En medio de este volátil clima de tensión política, Roberto Sánchez, considerado el heredero político de Pedro Castillo, extendió un gesto de acercamiento a su adversaria. Le propuso públicamente una reunión urgente para buscar una salida conjunta a la crisis: solicitar un reconteo de los votos. Hasta el cierre de esta edición, Keiko Fujimori no había emitido una respuesta a esta propuesta. Por su parte, la Oficina Nacional de Procesos Electorales (ONPE) anunció haber alcanzado el 100% de las actas procesadas, es decir, todas aquellas que lograron ser ingresadas en los centros de cómputo habilitados. Sin embargo, miembros de la institución aclararon que este hito no significa el fin de la incertidumbre electoral.

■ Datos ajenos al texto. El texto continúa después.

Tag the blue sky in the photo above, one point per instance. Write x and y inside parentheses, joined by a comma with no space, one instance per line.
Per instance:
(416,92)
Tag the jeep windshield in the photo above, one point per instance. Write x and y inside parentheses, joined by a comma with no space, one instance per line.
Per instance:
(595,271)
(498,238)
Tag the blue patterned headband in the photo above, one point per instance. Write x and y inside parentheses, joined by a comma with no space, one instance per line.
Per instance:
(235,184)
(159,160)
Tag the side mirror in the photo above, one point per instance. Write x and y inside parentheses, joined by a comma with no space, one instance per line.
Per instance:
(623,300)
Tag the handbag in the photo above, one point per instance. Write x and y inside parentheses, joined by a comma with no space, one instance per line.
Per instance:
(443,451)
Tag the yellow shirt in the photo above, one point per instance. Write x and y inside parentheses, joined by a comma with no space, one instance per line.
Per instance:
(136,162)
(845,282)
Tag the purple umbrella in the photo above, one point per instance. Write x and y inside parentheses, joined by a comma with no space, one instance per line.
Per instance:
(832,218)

Todavía queda por resolverse el pedido de Fuerza Popular para anular más de 7.000 votos rurales en Puno, así como el destino de las 1.556 actas observadas, las cuales fueron remitidas al Jurado Electoral Especial y representan el 1,67% del total de actas.

Las actas observadas suelen contener errores materiales o formales, como problemas de legibilidad o ausencia de firmas, que pueden ser corregidos por las autoridades electorales. En contraste, las actas impugnadas incluyen votos que fueron cuestionados directamente por los delegados de los partidos durante la propia jornada electoral. Aunque sobre el papel son procedimientos distintos, en la práctica, ambas categorías forman parte de una misma zona gris que, muy probablemente, será fuente de nuevas controversias. Ambos bandos, Keiko Fujimori y Roberto Sánchez, continúan disputando ferozmente la elección tanto en los tribunales como en las calles, mientras la nación peruana sigue inmersa en una tensa espera por la definición de su futuro político.